Ну да. Вся показуха уже не просто казалась фальшаком, а им и являлась. Люди в массе своей жили не устроенными. У многих присутствовало двойное дно, которое у людей нестандартных и творческих становилось предметом повышенного интереса врачей психиатров и надзирающих органов. Многие уже не кулуарно, но публично заявляли от том, как они от этой власти страдали. А кое-кто даже делал творческий продукт обличительного свойства.Куницын нас провел в ГК ВЛКСМ, где тогда трудился Пастухов, ныне выполняющий функции по дипломатической части. И вот тогда в рамках этих лекториев мы выдвинули программу альтернативного развития молодежи, которая называлась «26 восклицательных знаков». После чего начали вызывать родителей в школу, наприсылали комиссий и стали нас дубасить. Игровой характер и наш возраст нисколько при этом не смутил карателей, что послужило поводом сменить вектор отношений с официозом: из «ликвидаторов» мы стали «отзовистами». Причем наша организация уже охватывала несколько школ и начались акции неповиновения. Связи поддерживались через телефоны-автоматы, работавшие от двух копеек, к которым некоторые умельцы приделывали нитку или леску для многоразового использования.
М.Б.
А некоторые умели звонить и вовсе заменяя монеты спичками…К.З.
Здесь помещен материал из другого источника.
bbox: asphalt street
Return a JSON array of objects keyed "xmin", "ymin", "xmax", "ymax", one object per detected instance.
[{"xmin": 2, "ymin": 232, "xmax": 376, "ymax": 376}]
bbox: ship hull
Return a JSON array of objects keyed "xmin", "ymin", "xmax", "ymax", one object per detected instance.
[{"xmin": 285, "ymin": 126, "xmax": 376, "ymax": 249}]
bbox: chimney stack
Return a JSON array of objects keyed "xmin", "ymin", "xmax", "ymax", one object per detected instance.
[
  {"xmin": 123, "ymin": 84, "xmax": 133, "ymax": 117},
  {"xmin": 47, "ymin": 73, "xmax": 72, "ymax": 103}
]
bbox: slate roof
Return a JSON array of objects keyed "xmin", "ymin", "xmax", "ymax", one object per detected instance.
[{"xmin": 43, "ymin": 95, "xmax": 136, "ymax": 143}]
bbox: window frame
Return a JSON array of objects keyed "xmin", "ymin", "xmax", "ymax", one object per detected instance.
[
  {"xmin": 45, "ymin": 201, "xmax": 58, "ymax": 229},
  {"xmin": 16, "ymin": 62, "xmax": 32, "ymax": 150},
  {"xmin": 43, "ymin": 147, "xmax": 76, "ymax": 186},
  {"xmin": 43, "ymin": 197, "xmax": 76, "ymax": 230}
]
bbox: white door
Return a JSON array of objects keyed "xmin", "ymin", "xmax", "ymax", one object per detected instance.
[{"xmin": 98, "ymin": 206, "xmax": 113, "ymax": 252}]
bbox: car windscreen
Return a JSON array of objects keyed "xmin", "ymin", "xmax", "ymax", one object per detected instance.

Да… А собирались мы на квартирах, где и обсуждался план действий. Сейчас, став взрослее, мы понимаем, для чего нужна единая школьная форма – а тогда нам всем казалось, что эта обезличивающая униформа. Она и стала первым объектом нападок. Подговорив «товарищей по партии», в определенный день в разные школы пришли ученики без школьной формы, которую они несли под мышками. Таких нарядных никто, естественно, в школы не пустил. Заключительным аккордом акции стало торжественное сожжение горки из школьной формы. Бедные родители, которых постоянно вызывали, страдали в первую очередь. Нас же эти репрессии только веселили. Так наш классный руководитель на очередной линейке, указывая на меня пальцем, произнес, возможно, самое ценное указание за всю свою карьеру. Звучало оно так: «Не подходите к нему и не разговаривайте!». Все хохотали…Исключать меня было некуда, переводить в соседние школы тоже глупо, поэтому акции продолжились. Мы поучаствовали в неографитизме, где в дело пошел Че Гевара, портретом которого вместе с надписями «Будем как Че», «Коммунизм или смерть» были разрисованы школы. В результате меня лишили всех похвальных грамот, включая грамоту за Олимпиаду.
К 75-му году, лишившись школы и места, где гадить, мы организовали политклуб. Ходили по ЖЭКам, разъясняя, что молодежь в опасности и бродит по улицам неприкаянная, и что нужно место, где бы ее собирать и спасать. Причем, уже тогда была такая тенденция жестокого бухалова портвейна, которой были охвачены и мои коллеги – но я вот не пил. Был слабаком и попросту блевал. Как-то не воспринимал организм, наверное, лет до тридцати. И, возможно, этот фактор настоящей опасности и подвиг работников коммунального хозяйства выдать нам место на Грохольском переулке.
Уже пришло понимание, что никакие мы не коммунисты, а самые что ни на есть анархисты, что подкрепляли обрывочные знания, почерпнутые из советской же литературы. Впрочем, как и о рок-идеологии. Поскольку я отвечал за агитпроп и визуалку в виде плакатов, мимо моего внимания не проходили такие шедевры обличительства как «Кризис безобразия», «По ту сторону рассвета» или вот такое – «Юношеский иллюзионизм как орудие антикоммунизма». Потом я вообще залез в историческую библиотеку и прочитал «О духовном искусстве» и «От кубизма до супрематизма». Причем – в силу идиотического языка и подачи – все это читалось не иначе как в обратном смысле, расширяя кругозор на предмет тех же самых авангардистов: и про Сартра, про ситуационистов или йиппи. Или вот была такая книжка «Другая молодежь Америки». Литература формировала сознание, потому что там была теория. Все революционное изучалось, и привлекало меня в силу возлагаемой товарищами ответственности.